NCBA rejected exemptions for family-owned farms and ranches. The unique structure of these businesses and their transfer circumstances meant that exemptions would not work. NCBA was not content to accept exemptions. They knew that the only way to guarantee certainty for current and future farmers, ranchers, and ranchers was to preserve federal tax policy. This allows for a stable business climate.
“If I can’t pass my farm down to the next generation without them paying significant taxes, it would put a small operation like ours completely out of business,” Wilkinson says. “Hopefully, we can get rid of this proposal for good.”
Members of Congress introduced legislation after Biden announced his plan. This included significant restrictions to the stepped up basis and a decrease on the exemption from estate tax (Death Tax).

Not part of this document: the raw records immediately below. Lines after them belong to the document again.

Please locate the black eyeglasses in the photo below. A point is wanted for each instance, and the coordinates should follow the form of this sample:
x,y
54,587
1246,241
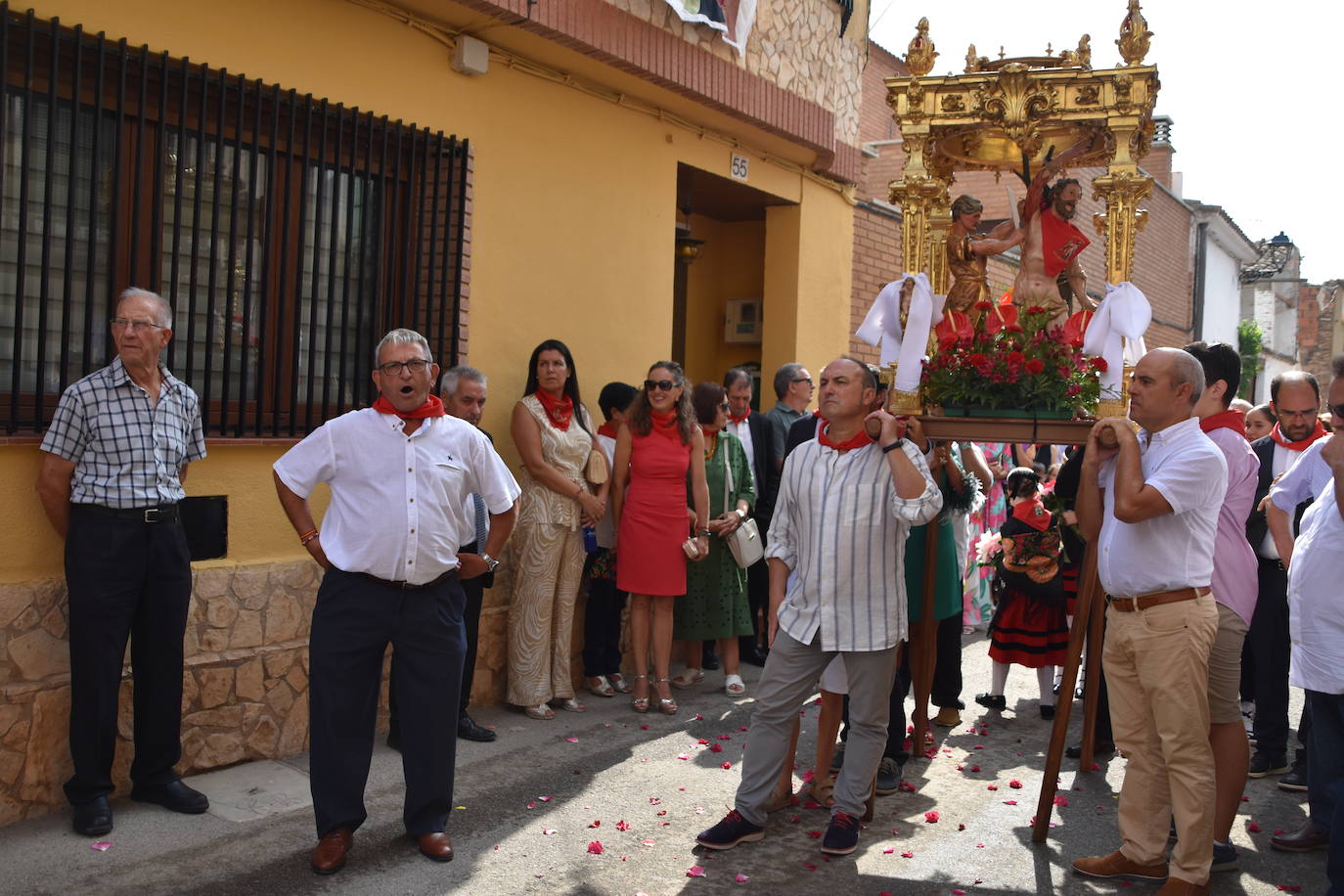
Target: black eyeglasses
x,y
414,366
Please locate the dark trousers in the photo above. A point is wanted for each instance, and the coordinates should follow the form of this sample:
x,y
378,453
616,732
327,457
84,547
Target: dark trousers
x,y
354,622
603,626
1325,778
126,579
1271,650
758,602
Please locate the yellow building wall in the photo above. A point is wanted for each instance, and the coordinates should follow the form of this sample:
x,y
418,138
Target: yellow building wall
x,y
571,225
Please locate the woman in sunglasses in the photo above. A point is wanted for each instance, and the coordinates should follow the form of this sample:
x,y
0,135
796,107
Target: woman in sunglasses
x,y
715,602
554,437
654,450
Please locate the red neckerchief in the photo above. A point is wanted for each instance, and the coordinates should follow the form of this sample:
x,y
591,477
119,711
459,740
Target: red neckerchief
x,y
1230,420
1319,432
856,441
664,424
953,327
431,407
1077,327
558,410
1062,242
1034,514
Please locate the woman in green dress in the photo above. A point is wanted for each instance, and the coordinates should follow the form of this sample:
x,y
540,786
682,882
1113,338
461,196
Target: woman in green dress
x,y
715,604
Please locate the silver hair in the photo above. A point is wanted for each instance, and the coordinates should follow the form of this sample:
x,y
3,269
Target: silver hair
x,y
402,336
1186,368
164,317
461,373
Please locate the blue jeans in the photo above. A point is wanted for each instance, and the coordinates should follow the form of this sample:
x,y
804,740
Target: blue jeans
x,y
1325,778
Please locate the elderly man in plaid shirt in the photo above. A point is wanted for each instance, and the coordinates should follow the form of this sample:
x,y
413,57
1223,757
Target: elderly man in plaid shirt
x,y
112,470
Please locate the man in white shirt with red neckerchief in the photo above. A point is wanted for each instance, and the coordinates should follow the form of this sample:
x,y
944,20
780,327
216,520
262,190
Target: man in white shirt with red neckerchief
x,y
1152,507
390,553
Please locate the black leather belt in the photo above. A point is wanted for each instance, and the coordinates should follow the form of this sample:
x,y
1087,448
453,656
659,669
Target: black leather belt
x,y
409,586
157,514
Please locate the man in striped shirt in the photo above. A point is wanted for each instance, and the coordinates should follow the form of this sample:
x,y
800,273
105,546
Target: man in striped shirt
x,y
844,508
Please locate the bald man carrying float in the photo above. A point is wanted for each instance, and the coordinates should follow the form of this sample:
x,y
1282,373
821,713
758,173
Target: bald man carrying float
x,y
1152,507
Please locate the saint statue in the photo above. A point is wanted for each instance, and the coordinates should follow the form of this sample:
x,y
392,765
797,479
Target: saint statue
x,y
967,251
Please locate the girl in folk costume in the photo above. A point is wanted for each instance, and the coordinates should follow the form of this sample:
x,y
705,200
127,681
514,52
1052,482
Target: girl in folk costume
x,y
1030,628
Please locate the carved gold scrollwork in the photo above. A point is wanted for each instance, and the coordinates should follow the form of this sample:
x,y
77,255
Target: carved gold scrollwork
x,y
1016,103
1121,191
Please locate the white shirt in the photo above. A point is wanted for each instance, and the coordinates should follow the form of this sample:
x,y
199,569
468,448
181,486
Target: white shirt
x,y
1315,610
401,527
1172,551
1283,460
604,531
743,432
841,527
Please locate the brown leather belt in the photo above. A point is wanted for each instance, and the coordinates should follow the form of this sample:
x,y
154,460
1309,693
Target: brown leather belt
x,y
1154,600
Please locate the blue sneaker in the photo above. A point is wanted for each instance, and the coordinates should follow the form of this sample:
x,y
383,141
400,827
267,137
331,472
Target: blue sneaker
x,y
734,829
1225,857
841,835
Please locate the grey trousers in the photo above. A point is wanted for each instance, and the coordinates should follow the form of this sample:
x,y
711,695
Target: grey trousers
x,y
789,679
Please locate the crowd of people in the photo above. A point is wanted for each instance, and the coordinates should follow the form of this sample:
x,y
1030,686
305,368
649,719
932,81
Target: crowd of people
x,y
1217,529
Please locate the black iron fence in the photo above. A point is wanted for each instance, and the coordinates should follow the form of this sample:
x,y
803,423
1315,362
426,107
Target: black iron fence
x,y
288,233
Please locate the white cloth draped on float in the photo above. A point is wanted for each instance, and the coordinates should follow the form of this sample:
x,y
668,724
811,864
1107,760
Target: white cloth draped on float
x,y
1116,334
882,327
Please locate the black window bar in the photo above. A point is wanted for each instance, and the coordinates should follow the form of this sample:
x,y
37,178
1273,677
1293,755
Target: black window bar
x,y
288,233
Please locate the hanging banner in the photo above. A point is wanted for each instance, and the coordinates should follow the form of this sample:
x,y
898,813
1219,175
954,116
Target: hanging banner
x,y
732,18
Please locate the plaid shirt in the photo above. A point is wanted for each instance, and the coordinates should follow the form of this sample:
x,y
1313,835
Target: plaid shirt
x,y
126,453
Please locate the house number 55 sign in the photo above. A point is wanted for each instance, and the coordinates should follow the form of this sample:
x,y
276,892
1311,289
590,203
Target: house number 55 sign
x,y
739,166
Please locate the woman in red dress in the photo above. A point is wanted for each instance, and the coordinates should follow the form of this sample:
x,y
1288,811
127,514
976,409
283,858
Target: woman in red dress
x,y
658,442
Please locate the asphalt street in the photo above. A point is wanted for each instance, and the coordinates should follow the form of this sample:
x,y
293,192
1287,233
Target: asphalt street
x,y
532,806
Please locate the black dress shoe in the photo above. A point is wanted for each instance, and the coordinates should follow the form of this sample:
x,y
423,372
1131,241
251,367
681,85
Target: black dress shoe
x,y
468,730
173,795
93,819
1099,748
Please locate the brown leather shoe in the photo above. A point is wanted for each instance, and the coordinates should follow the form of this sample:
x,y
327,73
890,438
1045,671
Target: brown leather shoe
x,y
330,853
1178,887
437,846
1303,840
1116,866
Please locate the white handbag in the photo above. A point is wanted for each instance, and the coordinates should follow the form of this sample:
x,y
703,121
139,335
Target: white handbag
x,y
743,542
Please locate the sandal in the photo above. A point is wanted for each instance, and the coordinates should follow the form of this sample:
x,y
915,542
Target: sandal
x,y
687,679
600,687
667,705
642,704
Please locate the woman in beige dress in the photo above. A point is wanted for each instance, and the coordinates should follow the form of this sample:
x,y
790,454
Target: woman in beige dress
x,y
554,437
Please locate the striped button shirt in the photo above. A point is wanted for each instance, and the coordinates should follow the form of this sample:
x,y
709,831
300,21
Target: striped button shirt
x,y
126,452
841,527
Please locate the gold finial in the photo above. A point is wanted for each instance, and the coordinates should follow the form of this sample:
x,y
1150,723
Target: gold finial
x,y
1135,35
920,54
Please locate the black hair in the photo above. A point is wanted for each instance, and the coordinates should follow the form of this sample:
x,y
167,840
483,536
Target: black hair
x,y
614,396
571,384
1221,362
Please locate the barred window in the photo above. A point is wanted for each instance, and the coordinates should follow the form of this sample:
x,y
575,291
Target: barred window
x,y
288,233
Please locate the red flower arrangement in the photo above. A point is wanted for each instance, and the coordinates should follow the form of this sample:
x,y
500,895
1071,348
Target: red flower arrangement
x,y
1012,362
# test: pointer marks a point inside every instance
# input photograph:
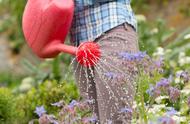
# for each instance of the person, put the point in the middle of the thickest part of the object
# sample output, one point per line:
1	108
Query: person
112	24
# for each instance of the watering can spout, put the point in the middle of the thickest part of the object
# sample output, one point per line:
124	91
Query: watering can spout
46	24
56	47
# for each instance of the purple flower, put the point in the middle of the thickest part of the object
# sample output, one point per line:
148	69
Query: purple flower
126	110
127	56
159	63
110	75
171	112
140	55
150	91
185	76
174	94
92	119
73	103
40	111
166	120
188	101
163	83
132	56
153	91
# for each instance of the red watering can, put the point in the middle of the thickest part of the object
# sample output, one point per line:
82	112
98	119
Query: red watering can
46	24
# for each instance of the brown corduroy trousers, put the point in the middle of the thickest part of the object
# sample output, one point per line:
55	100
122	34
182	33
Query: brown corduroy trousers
110	83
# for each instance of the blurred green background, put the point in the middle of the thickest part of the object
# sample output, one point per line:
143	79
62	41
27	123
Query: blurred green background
32	81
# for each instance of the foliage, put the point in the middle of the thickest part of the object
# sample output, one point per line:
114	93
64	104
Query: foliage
45	94
12	22
8	111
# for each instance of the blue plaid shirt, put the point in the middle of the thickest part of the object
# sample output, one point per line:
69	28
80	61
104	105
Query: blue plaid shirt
94	17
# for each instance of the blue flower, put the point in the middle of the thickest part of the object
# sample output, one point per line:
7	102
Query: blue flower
40	111
110	75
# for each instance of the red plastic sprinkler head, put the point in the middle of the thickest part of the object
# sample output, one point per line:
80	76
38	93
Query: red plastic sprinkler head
88	53
46	24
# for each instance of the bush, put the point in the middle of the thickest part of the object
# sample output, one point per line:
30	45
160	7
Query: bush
8	110
45	94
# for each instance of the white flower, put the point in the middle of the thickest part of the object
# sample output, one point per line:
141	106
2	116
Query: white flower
140	18
187	36
183	59
156	108
159	52
154	31
160	98
185	91
179	119
177	80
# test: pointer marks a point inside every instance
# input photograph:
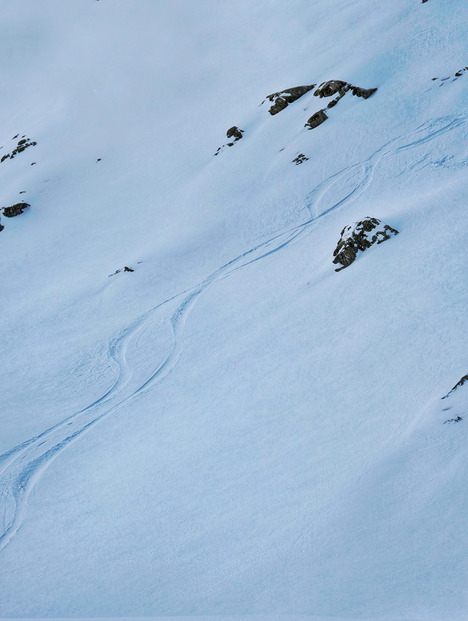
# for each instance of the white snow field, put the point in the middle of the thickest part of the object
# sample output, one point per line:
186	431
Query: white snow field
233	428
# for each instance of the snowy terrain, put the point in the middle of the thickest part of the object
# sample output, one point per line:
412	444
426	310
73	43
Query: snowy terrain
233	427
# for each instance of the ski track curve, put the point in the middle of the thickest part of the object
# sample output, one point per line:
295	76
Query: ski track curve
22	466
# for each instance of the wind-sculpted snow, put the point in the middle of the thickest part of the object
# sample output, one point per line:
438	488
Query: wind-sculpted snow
22	467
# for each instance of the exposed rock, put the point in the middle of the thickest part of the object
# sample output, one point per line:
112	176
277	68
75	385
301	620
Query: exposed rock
330	88
15	210
457	385
234	132
333	102
282	99
365	93
123	269
22	145
359	237
316	119
458	418
300	159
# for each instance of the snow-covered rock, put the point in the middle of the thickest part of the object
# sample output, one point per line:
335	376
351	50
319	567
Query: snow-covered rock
358	237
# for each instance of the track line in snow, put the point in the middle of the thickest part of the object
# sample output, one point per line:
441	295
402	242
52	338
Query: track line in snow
22	466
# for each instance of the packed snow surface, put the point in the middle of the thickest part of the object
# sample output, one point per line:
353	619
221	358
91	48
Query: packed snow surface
232	428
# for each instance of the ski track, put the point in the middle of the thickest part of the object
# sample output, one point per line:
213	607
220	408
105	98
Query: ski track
22	467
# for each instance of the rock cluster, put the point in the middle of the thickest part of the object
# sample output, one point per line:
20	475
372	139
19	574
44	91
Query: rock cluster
337	89
358	238
457	385
22	145
15	210
300	159
455	76
316	119
234	134
282	99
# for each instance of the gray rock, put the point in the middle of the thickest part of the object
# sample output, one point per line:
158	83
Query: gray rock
316	119
282	99
358	238
457	385
15	210
234	132
330	88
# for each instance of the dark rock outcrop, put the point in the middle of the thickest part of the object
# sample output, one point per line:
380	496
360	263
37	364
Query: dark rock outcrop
15	210
282	99
300	159
330	88
22	145
235	133
358	238
316	119
457	385
365	93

The NCBA successfully fought against these House measures. Negotiations are continuing on the Senate bill. The association states that it will continue fighting for key tax provisions.
“A proposal like this could have a disastrous impact on cattle producers in a time when, as an industry, we are transitioning or expecting a transition in about 40% of operations to the next generation within the next 15 years,” says Ethan Lane, NCBA’S vice president of government affairs. “Our work on this proposal really culminated into one of the largest grassroots campaigns this industry has ever launched.”
The 2021 wins have set the scene for 2022 to become a competitive year. Those victories have also given Wilkinson a reason to be more optimistic about the future of the industry – a feeling he hasn’t had for several years.
“Farming is so capital-intensive for a young producer to get involved in,” Wilkinson says. “If he can see a positive economic return forecast, it’s a little easier for him to make it his life’s work.”